La science est encore aujourd'hui une espèce de zone franche de l'esprit où l'on peut en toute impunité faire des expériences et des découvertes sans se préoccuper de leurs répercussions sur la société ou sur la nature. 

Les récents procès où ont été impliqués, au Canada, la Croix-Rouge, et en France, le Centre national de la transfusion sanguine, mettent au jour la difficulté qu'ont les tribunaux à juger de la responsabilité des scientifiques. Ils révèlent également la distance séparant la science de la société. La réflexion sur le rôle de la science survient souvent après une catastrophe ou un scandale qui ébranle la confiance du public.
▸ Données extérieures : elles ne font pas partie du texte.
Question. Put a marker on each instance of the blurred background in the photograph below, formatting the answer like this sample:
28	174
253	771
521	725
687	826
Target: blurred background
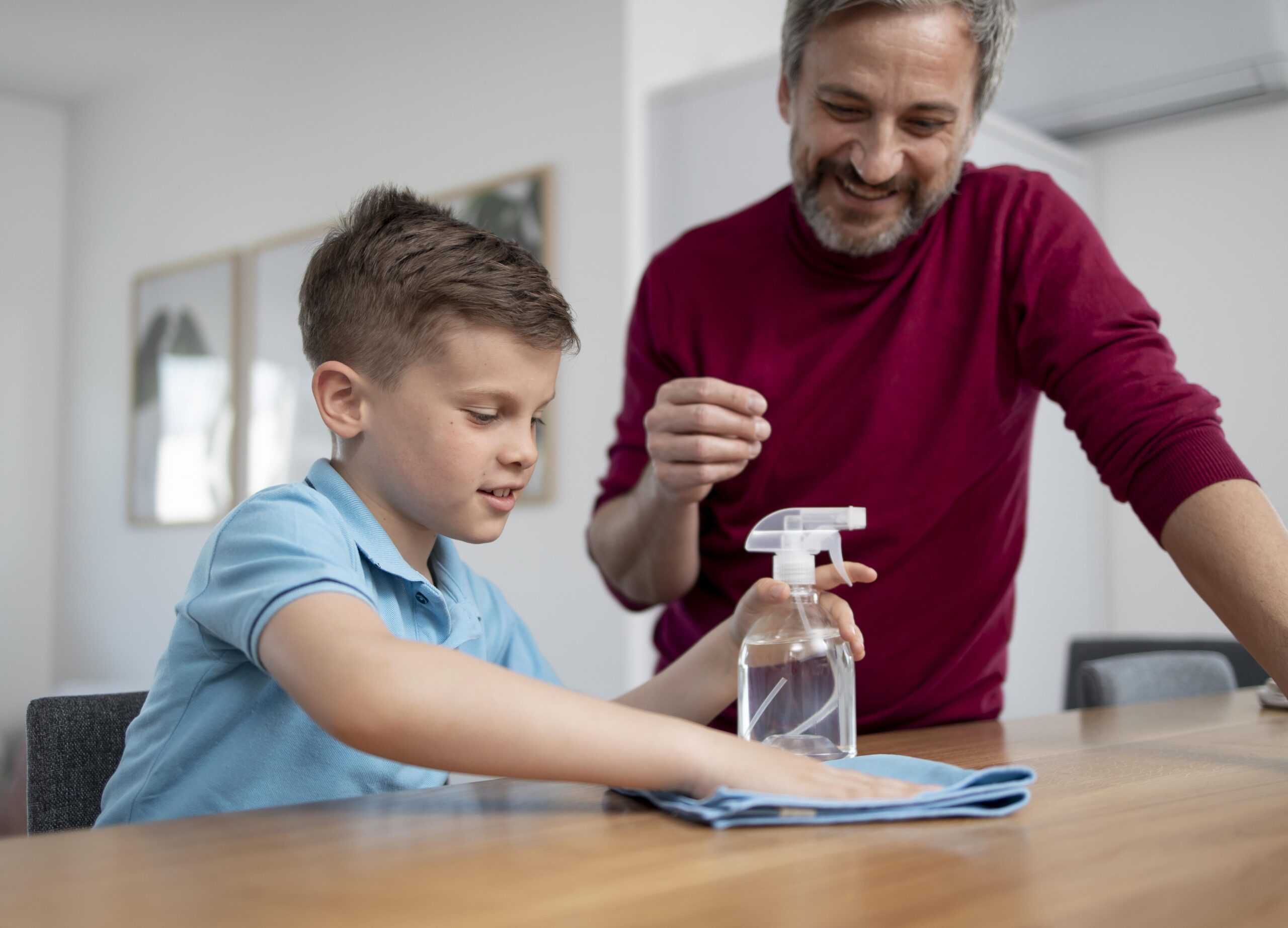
145	134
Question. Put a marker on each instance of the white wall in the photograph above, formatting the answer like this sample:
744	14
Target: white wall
279	133
33	219
1194	212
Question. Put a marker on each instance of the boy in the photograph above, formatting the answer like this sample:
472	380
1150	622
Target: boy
333	644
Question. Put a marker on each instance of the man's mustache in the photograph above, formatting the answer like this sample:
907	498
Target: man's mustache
850	176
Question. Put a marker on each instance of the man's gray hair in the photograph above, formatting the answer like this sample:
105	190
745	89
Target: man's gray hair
992	25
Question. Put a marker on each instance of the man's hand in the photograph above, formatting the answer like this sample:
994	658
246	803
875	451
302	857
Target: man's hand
704	431
765	594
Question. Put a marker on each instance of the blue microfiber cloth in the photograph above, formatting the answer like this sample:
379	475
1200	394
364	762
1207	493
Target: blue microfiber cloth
978	794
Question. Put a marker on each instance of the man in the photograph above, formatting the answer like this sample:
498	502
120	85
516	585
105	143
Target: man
892	319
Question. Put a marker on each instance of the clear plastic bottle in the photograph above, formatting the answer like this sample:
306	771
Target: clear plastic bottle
795	672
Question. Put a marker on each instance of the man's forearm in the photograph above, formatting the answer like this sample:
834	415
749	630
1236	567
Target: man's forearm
1233	550
647	543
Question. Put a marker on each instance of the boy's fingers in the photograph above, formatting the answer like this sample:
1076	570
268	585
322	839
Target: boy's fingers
844	618
827	577
771	591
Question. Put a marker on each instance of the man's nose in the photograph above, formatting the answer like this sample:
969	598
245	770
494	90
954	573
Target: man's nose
877	155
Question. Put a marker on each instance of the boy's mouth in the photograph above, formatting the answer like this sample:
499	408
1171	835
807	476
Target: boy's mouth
502	498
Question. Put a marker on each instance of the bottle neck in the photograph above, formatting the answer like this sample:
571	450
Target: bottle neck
803	593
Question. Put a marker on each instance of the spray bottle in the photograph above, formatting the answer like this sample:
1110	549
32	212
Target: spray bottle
795	672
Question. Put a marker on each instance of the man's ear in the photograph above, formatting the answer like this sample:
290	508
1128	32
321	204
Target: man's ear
785	98
341	394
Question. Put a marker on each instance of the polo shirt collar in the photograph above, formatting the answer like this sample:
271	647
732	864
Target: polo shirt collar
375	543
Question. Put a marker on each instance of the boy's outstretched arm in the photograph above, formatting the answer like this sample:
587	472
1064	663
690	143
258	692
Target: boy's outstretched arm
704	679
437	708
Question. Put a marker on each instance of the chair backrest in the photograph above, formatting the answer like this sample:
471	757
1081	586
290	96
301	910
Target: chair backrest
1247	672
74	747
1157	676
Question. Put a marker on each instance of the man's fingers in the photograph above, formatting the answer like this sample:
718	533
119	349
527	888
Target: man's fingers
712	391
706	419
687	476
827	577
700	449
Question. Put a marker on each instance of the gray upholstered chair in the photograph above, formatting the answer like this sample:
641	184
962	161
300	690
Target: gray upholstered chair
1247	672
1156	676
74	747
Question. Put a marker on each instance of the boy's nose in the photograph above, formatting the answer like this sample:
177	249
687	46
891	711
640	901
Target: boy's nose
523	453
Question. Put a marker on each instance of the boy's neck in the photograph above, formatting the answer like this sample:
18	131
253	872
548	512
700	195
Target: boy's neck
414	542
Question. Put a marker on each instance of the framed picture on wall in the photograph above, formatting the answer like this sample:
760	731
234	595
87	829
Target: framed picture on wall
517	208
183	407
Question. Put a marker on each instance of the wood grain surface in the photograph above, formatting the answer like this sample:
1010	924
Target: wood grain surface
1170	814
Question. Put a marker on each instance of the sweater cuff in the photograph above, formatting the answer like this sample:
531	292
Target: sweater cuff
1193	460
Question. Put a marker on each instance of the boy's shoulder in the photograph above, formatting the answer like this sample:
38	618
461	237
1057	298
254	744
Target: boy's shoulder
290	520
289	513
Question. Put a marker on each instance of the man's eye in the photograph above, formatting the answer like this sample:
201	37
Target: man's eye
843	111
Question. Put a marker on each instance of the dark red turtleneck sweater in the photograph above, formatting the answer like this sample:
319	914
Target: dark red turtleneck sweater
907	383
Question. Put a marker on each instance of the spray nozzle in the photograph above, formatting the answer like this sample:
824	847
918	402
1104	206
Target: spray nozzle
795	536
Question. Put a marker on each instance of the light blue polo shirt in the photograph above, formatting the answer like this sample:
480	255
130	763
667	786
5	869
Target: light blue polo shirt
217	732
Un réacteur s'emballe, un médicament tue, un chercheur fraude, et l'on découvre soudain que la science façonne nos vies et notre milieu, bien que personne n'ait de prise sur elle. La science est encore aujourd'hui une espèce de zone franche de l'esprit où l'on peut en toute impunité faire des expériences et des découvertes sans se préoccuper de leurs répercussions sur la société ou sur la nature.
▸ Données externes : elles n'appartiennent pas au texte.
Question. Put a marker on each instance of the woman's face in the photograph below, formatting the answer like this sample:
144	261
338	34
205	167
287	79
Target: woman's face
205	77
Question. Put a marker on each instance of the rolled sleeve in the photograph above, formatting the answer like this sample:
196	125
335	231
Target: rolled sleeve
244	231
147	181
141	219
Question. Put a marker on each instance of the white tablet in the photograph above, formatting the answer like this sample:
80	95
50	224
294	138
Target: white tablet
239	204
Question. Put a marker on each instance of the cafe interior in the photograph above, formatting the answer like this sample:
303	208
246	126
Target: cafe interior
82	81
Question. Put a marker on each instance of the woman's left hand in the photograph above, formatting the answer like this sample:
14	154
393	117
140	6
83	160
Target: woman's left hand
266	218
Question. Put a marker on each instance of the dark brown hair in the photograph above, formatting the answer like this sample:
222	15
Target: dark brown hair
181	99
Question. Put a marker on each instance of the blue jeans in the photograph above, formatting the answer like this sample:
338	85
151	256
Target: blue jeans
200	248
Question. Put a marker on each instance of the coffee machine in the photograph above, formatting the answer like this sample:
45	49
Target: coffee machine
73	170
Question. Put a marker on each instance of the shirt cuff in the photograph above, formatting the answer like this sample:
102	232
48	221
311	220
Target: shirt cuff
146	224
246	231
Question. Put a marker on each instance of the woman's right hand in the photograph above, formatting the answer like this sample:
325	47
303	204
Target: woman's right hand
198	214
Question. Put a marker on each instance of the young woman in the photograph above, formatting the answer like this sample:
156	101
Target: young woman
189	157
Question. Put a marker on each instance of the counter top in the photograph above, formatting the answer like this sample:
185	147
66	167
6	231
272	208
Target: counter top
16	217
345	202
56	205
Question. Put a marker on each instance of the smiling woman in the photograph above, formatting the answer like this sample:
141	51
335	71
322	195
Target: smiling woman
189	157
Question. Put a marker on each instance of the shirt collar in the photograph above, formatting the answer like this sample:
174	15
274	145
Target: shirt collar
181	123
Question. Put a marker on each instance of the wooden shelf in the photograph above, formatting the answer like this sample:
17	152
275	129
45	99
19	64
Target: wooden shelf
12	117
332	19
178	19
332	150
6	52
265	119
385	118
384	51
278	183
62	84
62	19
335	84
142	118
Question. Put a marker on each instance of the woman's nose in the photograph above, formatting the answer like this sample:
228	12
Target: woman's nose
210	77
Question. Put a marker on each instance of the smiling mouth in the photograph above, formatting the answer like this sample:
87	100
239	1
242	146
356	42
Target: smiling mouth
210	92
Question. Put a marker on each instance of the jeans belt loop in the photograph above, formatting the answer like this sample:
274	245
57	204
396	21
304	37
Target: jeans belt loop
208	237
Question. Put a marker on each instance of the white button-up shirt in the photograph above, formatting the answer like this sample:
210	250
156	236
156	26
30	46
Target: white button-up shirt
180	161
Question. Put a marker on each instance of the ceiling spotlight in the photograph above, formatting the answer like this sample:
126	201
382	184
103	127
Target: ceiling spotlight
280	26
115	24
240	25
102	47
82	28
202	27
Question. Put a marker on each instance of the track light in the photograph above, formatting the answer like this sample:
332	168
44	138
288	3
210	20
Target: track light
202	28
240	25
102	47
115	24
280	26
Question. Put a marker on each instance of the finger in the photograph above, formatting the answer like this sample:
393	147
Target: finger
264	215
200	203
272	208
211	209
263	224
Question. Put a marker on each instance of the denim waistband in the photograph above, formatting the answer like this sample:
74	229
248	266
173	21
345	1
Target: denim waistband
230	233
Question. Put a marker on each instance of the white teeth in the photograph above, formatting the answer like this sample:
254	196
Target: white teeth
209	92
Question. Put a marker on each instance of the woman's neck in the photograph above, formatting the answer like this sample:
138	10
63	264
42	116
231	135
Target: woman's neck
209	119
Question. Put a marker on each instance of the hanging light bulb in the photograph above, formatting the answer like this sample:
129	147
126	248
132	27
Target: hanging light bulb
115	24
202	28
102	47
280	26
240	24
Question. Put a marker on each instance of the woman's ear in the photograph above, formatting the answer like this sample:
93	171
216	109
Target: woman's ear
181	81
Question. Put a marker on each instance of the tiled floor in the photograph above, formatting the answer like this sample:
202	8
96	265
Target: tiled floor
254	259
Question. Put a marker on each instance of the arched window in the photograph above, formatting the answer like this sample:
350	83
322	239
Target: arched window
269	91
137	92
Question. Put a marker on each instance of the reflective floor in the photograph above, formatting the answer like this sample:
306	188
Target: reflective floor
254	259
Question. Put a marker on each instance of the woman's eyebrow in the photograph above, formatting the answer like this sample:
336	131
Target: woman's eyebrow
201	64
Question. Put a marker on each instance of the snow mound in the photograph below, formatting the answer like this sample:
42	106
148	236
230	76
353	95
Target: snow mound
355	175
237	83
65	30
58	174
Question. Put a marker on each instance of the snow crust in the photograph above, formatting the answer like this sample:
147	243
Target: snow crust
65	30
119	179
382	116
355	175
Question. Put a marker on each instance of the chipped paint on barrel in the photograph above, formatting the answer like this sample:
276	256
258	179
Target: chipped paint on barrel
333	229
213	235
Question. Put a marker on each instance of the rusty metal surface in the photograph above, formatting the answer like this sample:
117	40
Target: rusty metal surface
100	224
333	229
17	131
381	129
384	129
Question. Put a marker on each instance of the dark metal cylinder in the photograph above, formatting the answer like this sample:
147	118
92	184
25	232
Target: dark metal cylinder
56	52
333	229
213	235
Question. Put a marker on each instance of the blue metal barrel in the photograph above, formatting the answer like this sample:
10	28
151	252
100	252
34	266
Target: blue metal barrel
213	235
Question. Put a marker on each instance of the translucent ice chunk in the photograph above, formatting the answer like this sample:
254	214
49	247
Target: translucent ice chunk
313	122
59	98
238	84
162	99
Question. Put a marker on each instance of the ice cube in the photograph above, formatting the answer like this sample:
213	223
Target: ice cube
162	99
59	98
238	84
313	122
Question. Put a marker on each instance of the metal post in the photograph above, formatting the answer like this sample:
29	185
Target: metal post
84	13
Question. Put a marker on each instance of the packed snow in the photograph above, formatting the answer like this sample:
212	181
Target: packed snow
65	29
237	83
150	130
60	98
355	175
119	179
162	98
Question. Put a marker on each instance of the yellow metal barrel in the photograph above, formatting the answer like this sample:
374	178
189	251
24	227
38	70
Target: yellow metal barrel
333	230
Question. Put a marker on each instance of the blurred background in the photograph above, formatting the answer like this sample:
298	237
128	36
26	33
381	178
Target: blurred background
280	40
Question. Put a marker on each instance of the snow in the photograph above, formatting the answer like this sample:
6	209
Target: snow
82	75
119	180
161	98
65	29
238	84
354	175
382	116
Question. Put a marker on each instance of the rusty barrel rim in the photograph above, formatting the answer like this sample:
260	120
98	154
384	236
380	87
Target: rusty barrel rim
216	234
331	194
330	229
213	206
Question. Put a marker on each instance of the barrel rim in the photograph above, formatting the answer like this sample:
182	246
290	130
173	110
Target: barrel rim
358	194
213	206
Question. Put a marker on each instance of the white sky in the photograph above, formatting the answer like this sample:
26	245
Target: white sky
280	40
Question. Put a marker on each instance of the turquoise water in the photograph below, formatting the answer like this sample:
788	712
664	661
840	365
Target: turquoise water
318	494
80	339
C'est ce que les auteurs d'un récent ouvrage, publié par les éditions Autrement (1), se sont employés à rappeler. On avait déjà souligné auparavant les rapports entre science et pouvoir et que la science est à la fois objet et instrument de manipulation (2). Pour l'un des collaborateurs de cet ouvrage, Éric Heilmann, spécialiste en communication, il convient maintenant de se demander pourquoi les scientifiques se sont presque toujours dérobés au contrôle démocratique de leurs activités et pourquoi nous sommes aujourd'hui dans l'incapacité de penser l'intervention du droit dans les sciences, autrement que comme un frein ou un dernier recours (3).

Le contrôle démocratique de la science

La science et la démocratie ont leur logique propre; elles ne coïncident pas toujours et parfois empiètent l'une sur l'autre. L'alliance entre la science et la démocratie, qui se liguèrent jadis contre l'obscurantisme et les monarchies absolues, s'est rompue. Nous savons que la science peut servir aussi bien le bien-être de l'humanité que les besoins de l'armée et des grandes industries. Nous savons qu'elle a souvent erré; des dictateurs fous l'ont travestie, des gouvernements démocratiques ont fermé l'oeil sur des crimes contre l'humanité pour s'approprier des découvertes, le capitalisme l'a rendue aveugle au "social" et à l'éthique. Malgré tout, elle demeure encore un domaine réservé aux experts; on discute rarement de ses orientations et de ses méthodes dans la sphère publique.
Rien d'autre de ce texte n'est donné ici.